Positiva all’ureaplasma parvum e l’antibiotico non cambia la situazione
A cura di Francesco De Seta - Professore specialista in Ginecologia
Pubblicato il 19/03/2024
Aggiornato il 05/03/2026 La presenza dell'ureaplasma non suggerisce automaticamente la necessità di affrontare una cura con antibiotico, visto che questo microorganismo vive normalmente in vagina e solo raramente diventa patogeno.
Una domanda di: Sara
Buongiorno Dottore, volevo chiederle una delucidazione in merito a degli esami che ho effettuato.
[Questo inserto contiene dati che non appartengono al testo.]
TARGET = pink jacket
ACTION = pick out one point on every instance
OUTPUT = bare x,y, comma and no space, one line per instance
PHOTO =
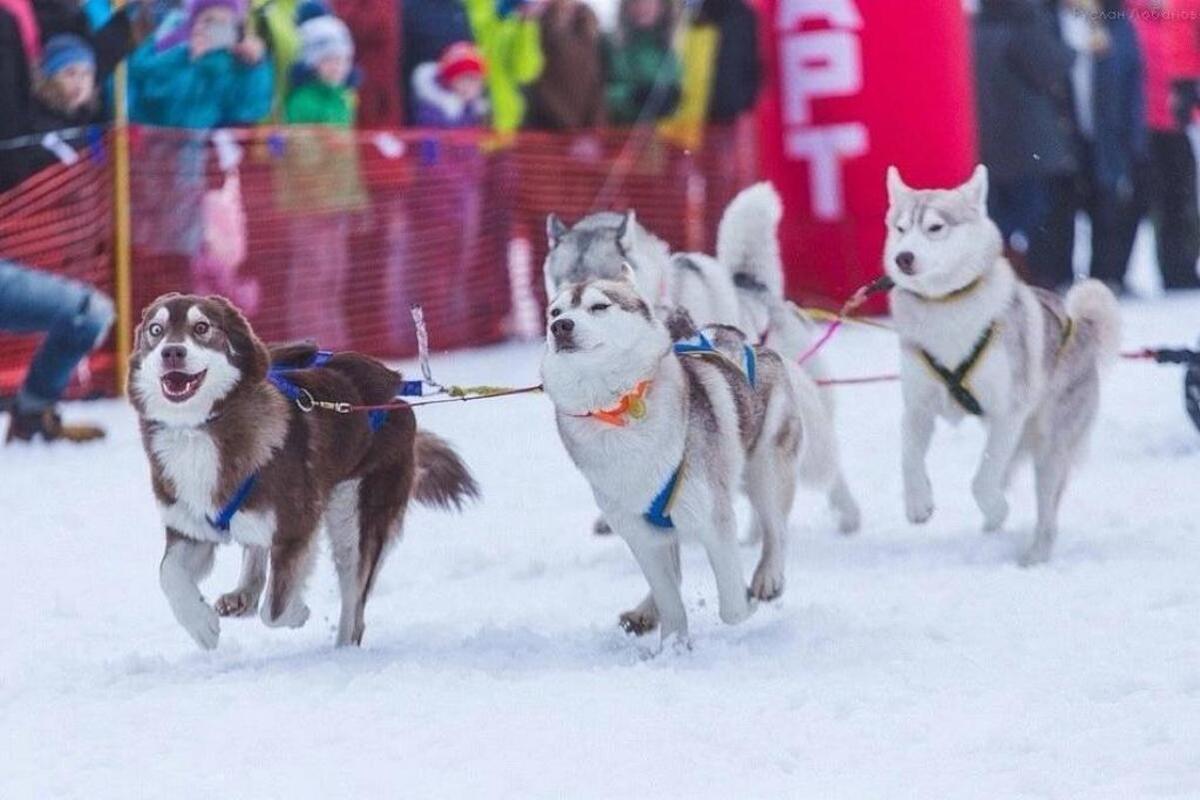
1169,31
La ginecologa mi ha prescritto a inizio gravidanza dei tamponi vaginali/
cervicali, esame urine e urino coltura. I risultati tamponi ed esami urine sono tutti negativi tranne poi una dicitura sul referto dei tamponi dove diceva
– reperto accessorio: POSITIVA LA RICERCA DI DNA DI UREAPLASMA PARVUM (MULTIPLEX REAL-TIME PCR).
Ho portato in visione il referto alla ginecologa che mi ha prescritto terapia antibiotica con zitromax per me e mio marito.
Seguentemente ho rieffettuato i tamponi ed esame urine e urino cultura dopo 2 settimane dalla fine dell’antibiotico e nuovamente è risultato tutto
negativo tranne sempre la stessa dicitura sui tamponi. Secondo lei cosa potrebbe significare?
In attesa di un suo riscontro, cordiali saluti.

Francesco De Seta
Carissima,
purtroppo a tutt’oggi non è ancora chiaro il ruolo di tali microrganismi che vivono normalmente in vagina e solo alcune volte diventano patogeni, ovvero scatenano un’infezione.
Pertanto la sola positività senza alcun sintomo richiede trattamento antibiotico solo in casi selezionati, per esempio quando ci troviamo davanti a un’infertilità che non trova giustificazione, negli aborti ricorrenti, in caso di gravidanze ad alto rischio. Cordialmente.